Experts in sustainability in higher education said GW has made steps toward ambitious emission-reduction goals by installing solar panels and expanding sustainability-related academic initiatives.
Andrew Campbell, the executive director of the University of California Berkley’s Energy Institute at Haas, said the implementation of solar panels is a first step toward a University-wide mindset of sustainability. He said the impact of sustainability efforts is measured by how much of a burden the main energy grid is relieved of, which boils down to how much nongreen energy GW uses.
“I tend to think that universities should be focusing on the hard problems, not just the easy ones,” Campbell said. “Solar panels, at this point, are kind of the easy solution.”

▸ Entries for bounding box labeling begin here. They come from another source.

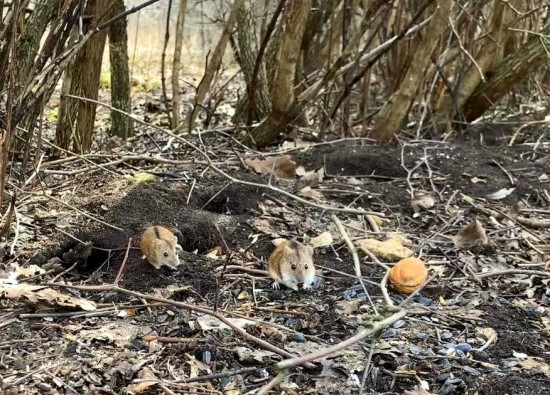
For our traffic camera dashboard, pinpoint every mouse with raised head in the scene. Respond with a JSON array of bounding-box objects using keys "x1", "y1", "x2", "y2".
[
  {"x1": 139, "y1": 225, "x2": 182, "y2": 269},
  {"x1": 267, "y1": 240, "x2": 315, "y2": 291}
]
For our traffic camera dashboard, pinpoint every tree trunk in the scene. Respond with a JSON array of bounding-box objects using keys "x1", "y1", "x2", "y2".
[
  {"x1": 233, "y1": 0, "x2": 271, "y2": 123},
  {"x1": 437, "y1": 0, "x2": 519, "y2": 123},
  {"x1": 251, "y1": 0, "x2": 311, "y2": 148},
  {"x1": 108, "y1": 0, "x2": 133, "y2": 139},
  {"x1": 56, "y1": 0, "x2": 111, "y2": 153},
  {"x1": 183, "y1": 0, "x2": 242, "y2": 131},
  {"x1": 373, "y1": 0, "x2": 453, "y2": 142},
  {"x1": 171, "y1": 0, "x2": 187, "y2": 130},
  {"x1": 463, "y1": 24, "x2": 550, "y2": 122}
]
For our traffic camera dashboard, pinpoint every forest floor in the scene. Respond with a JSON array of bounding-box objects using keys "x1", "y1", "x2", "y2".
[{"x1": 0, "y1": 90, "x2": 550, "y2": 395}]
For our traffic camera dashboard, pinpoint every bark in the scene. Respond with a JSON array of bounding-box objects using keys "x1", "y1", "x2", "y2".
[
  {"x1": 463, "y1": 24, "x2": 550, "y2": 122},
  {"x1": 374, "y1": 0, "x2": 453, "y2": 142},
  {"x1": 56, "y1": 0, "x2": 111, "y2": 153},
  {"x1": 185, "y1": 0, "x2": 242, "y2": 131},
  {"x1": 172, "y1": 0, "x2": 187, "y2": 130},
  {"x1": 108, "y1": 0, "x2": 133, "y2": 139},
  {"x1": 251, "y1": 0, "x2": 311, "y2": 147},
  {"x1": 233, "y1": 0, "x2": 271, "y2": 122},
  {"x1": 450, "y1": 1, "x2": 517, "y2": 118}
]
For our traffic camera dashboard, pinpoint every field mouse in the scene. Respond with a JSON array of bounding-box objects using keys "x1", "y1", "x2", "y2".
[
  {"x1": 139, "y1": 225, "x2": 182, "y2": 269},
  {"x1": 267, "y1": 240, "x2": 315, "y2": 291}
]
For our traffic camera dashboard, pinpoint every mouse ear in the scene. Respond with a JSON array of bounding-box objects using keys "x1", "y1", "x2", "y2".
[{"x1": 283, "y1": 246, "x2": 294, "y2": 256}]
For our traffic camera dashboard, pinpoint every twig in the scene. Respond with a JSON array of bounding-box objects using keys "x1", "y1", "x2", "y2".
[
  {"x1": 256, "y1": 373, "x2": 284, "y2": 395},
  {"x1": 330, "y1": 214, "x2": 378, "y2": 315},
  {"x1": 359, "y1": 340, "x2": 375, "y2": 395},
  {"x1": 476, "y1": 269, "x2": 550, "y2": 278},
  {"x1": 65, "y1": 95, "x2": 385, "y2": 217},
  {"x1": 277, "y1": 310, "x2": 407, "y2": 371},
  {"x1": 399, "y1": 273, "x2": 437, "y2": 307},
  {"x1": 115, "y1": 237, "x2": 132, "y2": 285},
  {"x1": 10, "y1": 183, "x2": 123, "y2": 232},
  {"x1": 47, "y1": 283, "x2": 315, "y2": 368}
]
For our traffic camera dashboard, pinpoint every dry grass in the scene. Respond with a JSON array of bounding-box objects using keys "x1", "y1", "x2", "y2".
[{"x1": 101, "y1": 12, "x2": 233, "y2": 90}]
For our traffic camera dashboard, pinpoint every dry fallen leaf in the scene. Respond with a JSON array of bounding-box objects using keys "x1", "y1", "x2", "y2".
[
  {"x1": 244, "y1": 155, "x2": 296, "y2": 179},
  {"x1": 411, "y1": 194, "x2": 435, "y2": 217},
  {"x1": 234, "y1": 346, "x2": 277, "y2": 363},
  {"x1": 194, "y1": 315, "x2": 256, "y2": 331},
  {"x1": 485, "y1": 187, "x2": 516, "y2": 200},
  {"x1": 0, "y1": 284, "x2": 97, "y2": 311},
  {"x1": 296, "y1": 166, "x2": 325, "y2": 184},
  {"x1": 404, "y1": 388, "x2": 434, "y2": 395},
  {"x1": 309, "y1": 232, "x2": 334, "y2": 248},
  {"x1": 128, "y1": 366, "x2": 159, "y2": 394},
  {"x1": 298, "y1": 186, "x2": 324, "y2": 201},
  {"x1": 451, "y1": 218, "x2": 488, "y2": 248},
  {"x1": 357, "y1": 236, "x2": 414, "y2": 261}
]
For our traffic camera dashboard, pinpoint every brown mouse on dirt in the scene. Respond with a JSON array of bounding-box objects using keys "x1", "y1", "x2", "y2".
[
  {"x1": 267, "y1": 240, "x2": 315, "y2": 291},
  {"x1": 139, "y1": 225, "x2": 182, "y2": 269}
]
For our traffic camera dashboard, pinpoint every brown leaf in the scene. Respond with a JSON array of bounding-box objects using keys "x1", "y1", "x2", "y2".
[
  {"x1": 411, "y1": 194, "x2": 435, "y2": 213},
  {"x1": 0, "y1": 284, "x2": 97, "y2": 311},
  {"x1": 244, "y1": 155, "x2": 296, "y2": 179},
  {"x1": 452, "y1": 218, "x2": 489, "y2": 248},
  {"x1": 357, "y1": 235, "x2": 414, "y2": 261},
  {"x1": 404, "y1": 388, "x2": 434, "y2": 395}
]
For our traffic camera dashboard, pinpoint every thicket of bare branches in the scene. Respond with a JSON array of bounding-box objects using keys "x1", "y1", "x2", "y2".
[
  {"x1": 0, "y1": 0, "x2": 550, "y2": 203},
  {"x1": 231, "y1": 0, "x2": 549, "y2": 146}
]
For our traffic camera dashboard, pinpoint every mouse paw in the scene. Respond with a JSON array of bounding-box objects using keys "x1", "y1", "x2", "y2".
[{"x1": 285, "y1": 283, "x2": 298, "y2": 291}]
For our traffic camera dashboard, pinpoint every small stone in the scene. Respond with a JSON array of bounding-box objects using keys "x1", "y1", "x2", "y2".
[
  {"x1": 455, "y1": 343, "x2": 472, "y2": 353},
  {"x1": 475, "y1": 337, "x2": 487, "y2": 346},
  {"x1": 290, "y1": 332, "x2": 306, "y2": 343},
  {"x1": 284, "y1": 317, "x2": 302, "y2": 330},
  {"x1": 435, "y1": 373, "x2": 451, "y2": 383},
  {"x1": 436, "y1": 348, "x2": 447, "y2": 355},
  {"x1": 313, "y1": 304, "x2": 328, "y2": 312},
  {"x1": 392, "y1": 320, "x2": 405, "y2": 329},
  {"x1": 462, "y1": 366, "x2": 481, "y2": 376},
  {"x1": 441, "y1": 331, "x2": 453, "y2": 340},
  {"x1": 409, "y1": 346, "x2": 420, "y2": 355},
  {"x1": 201, "y1": 351, "x2": 212, "y2": 365},
  {"x1": 37, "y1": 383, "x2": 52, "y2": 392},
  {"x1": 413, "y1": 295, "x2": 433, "y2": 306},
  {"x1": 380, "y1": 329, "x2": 397, "y2": 339},
  {"x1": 343, "y1": 289, "x2": 357, "y2": 300}
]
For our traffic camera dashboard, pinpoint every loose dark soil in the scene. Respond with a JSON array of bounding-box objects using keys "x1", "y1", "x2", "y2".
[{"x1": 0, "y1": 128, "x2": 550, "y2": 395}]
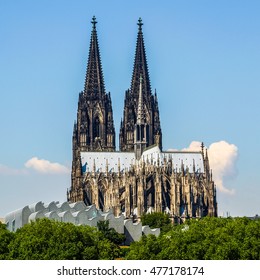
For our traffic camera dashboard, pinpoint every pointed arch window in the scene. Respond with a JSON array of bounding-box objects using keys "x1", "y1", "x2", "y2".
[{"x1": 93, "y1": 116, "x2": 100, "y2": 139}]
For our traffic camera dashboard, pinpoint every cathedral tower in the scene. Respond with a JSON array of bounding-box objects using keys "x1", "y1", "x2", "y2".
[
  {"x1": 68, "y1": 17, "x2": 115, "y2": 201},
  {"x1": 119, "y1": 18, "x2": 162, "y2": 151}
]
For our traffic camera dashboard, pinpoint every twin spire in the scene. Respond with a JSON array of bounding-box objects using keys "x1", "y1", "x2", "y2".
[{"x1": 83, "y1": 16, "x2": 162, "y2": 152}]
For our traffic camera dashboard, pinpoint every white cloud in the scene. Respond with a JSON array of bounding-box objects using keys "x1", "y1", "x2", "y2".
[
  {"x1": 0, "y1": 164, "x2": 28, "y2": 176},
  {"x1": 183, "y1": 141, "x2": 238, "y2": 194},
  {"x1": 25, "y1": 157, "x2": 70, "y2": 174}
]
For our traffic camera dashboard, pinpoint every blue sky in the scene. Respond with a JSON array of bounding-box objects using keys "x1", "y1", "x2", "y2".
[{"x1": 0, "y1": 0, "x2": 260, "y2": 217}]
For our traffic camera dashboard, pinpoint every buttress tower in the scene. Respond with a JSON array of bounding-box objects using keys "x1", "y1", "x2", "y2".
[
  {"x1": 70, "y1": 17, "x2": 115, "y2": 201},
  {"x1": 119, "y1": 18, "x2": 162, "y2": 152}
]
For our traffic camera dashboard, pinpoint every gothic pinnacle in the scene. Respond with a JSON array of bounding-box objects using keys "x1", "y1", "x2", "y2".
[
  {"x1": 91, "y1": 16, "x2": 97, "y2": 29},
  {"x1": 137, "y1": 17, "x2": 144, "y2": 31}
]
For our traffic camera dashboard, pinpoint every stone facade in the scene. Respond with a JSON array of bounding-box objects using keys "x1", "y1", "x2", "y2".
[{"x1": 67, "y1": 18, "x2": 217, "y2": 222}]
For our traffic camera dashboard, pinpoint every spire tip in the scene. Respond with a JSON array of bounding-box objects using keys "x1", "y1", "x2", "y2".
[
  {"x1": 91, "y1": 16, "x2": 97, "y2": 29},
  {"x1": 137, "y1": 17, "x2": 143, "y2": 31}
]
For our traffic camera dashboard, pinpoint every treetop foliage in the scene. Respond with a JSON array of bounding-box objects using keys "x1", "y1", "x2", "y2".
[{"x1": 0, "y1": 217, "x2": 260, "y2": 260}]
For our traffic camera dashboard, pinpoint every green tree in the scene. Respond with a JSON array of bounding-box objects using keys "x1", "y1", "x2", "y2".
[
  {"x1": 126, "y1": 217, "x2": 260, "y2": 260},
  {"x1": 141, "y1": 212, "x2": 172, "y2": 232},
  {"x1": 8, "y1": 219, "x2": 123, "y2": 260}
]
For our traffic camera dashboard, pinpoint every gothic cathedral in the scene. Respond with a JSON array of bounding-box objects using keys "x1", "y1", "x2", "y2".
[{"x1": 67, "y1": 17, "x2": 217, "y2": 222}]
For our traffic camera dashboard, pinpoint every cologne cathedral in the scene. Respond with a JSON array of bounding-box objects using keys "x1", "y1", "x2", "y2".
[{"x1": 67, "y1": 17, "x2": 217, "y2": 221}]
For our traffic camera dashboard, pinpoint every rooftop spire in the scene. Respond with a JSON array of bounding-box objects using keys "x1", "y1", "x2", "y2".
[
  {"x1": 136, "y1": 75, "x2": 144, "y2": 124},
  {"x1": 137, "y1": 18, "x2": 144, "y2": 31},
  {"x1": 91, "y1": 16, "x2": 97, "y2": 30},
  {"x1": 131, "y1": 18, "x2": 151, "y2": 97},
  {"x1": 84, "y1": 16, "x2": 105, "y2": 96}
]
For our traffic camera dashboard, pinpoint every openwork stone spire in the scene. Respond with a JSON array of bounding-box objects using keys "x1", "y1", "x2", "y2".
[
  {"x1": 131, "y1": 18, "x2": 151, "y2": 96},
  {"x1": 136, "y1": 76, "x2": 145, "y2": 124},
  {"x1": 84, "y1": 16, "x2": 105, "y2": 96},
  {"x1": 119, "y1": 18, "x2": 162, "y2": 151}
]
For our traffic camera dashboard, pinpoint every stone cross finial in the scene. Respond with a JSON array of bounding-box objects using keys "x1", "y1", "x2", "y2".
[
  {"x1": 91, "y1": 16, "x2": 97, "y2": 29},
  {"x1": 137, "y1": 18, "x2": 143, "y2": 30}
]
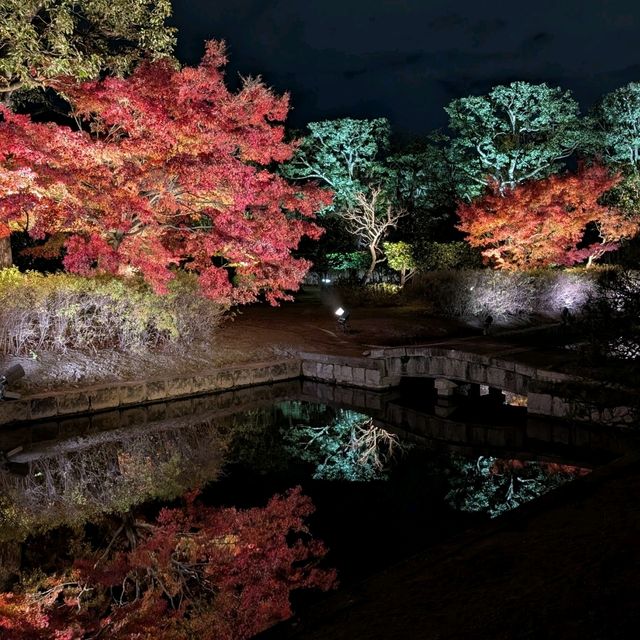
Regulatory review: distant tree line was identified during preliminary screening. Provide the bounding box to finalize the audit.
[0,0,640,304]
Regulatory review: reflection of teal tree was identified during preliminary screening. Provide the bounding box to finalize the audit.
[284,410,406,481]
[446,456,586,518]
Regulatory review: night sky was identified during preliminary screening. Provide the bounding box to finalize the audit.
[173,0,640,134]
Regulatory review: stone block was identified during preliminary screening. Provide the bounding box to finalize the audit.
[551,424,571,444]
[29,395,58,420]
[487,367,506,389]
[147,380,167,402]
[31,422,60,442]
[527,391,553,416]
[317,364,334,382]
[166,378,194,398]
[216,369,234,391]
[467,362,488,384]
[120,382,147,406]
[442,359,468,380]
[364,369,382,387]
[0,400,30,424]
[146,402,167,422]
[120,407,147,429]
[87,386,120,411]
[166,398,193,420]
[58,391,89,415]
[88,411,121,433]
[58,416,90,440]
[302,360,317,378]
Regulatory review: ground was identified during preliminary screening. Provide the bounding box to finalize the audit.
[0,286,640,640]
[0,289,468,393]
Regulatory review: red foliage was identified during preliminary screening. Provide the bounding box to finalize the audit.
[0,42,330,303]
[0,488,336,640]
[458,166,640,269]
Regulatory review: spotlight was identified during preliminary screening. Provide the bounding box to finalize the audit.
[0,364,24,400]
[334,307,351,332]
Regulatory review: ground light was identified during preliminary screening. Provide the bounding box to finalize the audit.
[334,307,351,331]
[0,364,24,400]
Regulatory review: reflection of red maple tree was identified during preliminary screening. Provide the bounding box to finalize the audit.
[458,166,640,269]
[489,458,591,477]
[0,489,335,640]
[0,42,329,302]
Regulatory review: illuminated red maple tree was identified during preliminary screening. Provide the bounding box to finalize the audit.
[458,166,640,269]
[0,488,335,640]
[0,42,330,302]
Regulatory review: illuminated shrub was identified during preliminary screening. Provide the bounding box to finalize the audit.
[414,242,482,271]
[0,268,225,354]
[409,269,597,321]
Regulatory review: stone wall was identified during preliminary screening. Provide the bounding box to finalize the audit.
[0,359,301,425]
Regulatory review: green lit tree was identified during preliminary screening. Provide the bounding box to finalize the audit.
[446,456,588,518]
[382,241,417,287]
[445,82,581,200]
[586,82,640,224]
[589,82,640,173]
[283,118,390,215]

Julian Dautremont, the director of programs at the Association for the Advancement of Sustainability in Higher Education, said he sometimes sees universities take on aggressive goals to push progress further than would have been possible if they aimed to achieve a lower threshold. While a modest goal might be easily obtainable, pushing toward an aggressive goal can yield more progress, he said.
“There are potential benefits of setting more ambitious goals, even if it means you have to readjust and push back the timeline,” Dautremont said. “So I always try to not discourage folks for being ambitious.”
Dautremont said beyond pledging to meet an ambitious goal, universities should expand their initiatives to student organizations, majors, minors and other spheres of going green like composting or minimizing the use of single-use plastics. The University adopted a policy in 2021 prohibiting the purchase of single-use plastics in dining venues, except for when there are no alternatives.
GW also offers a Bachelor of Science in environmental and sustainability science and a minor in sustainability.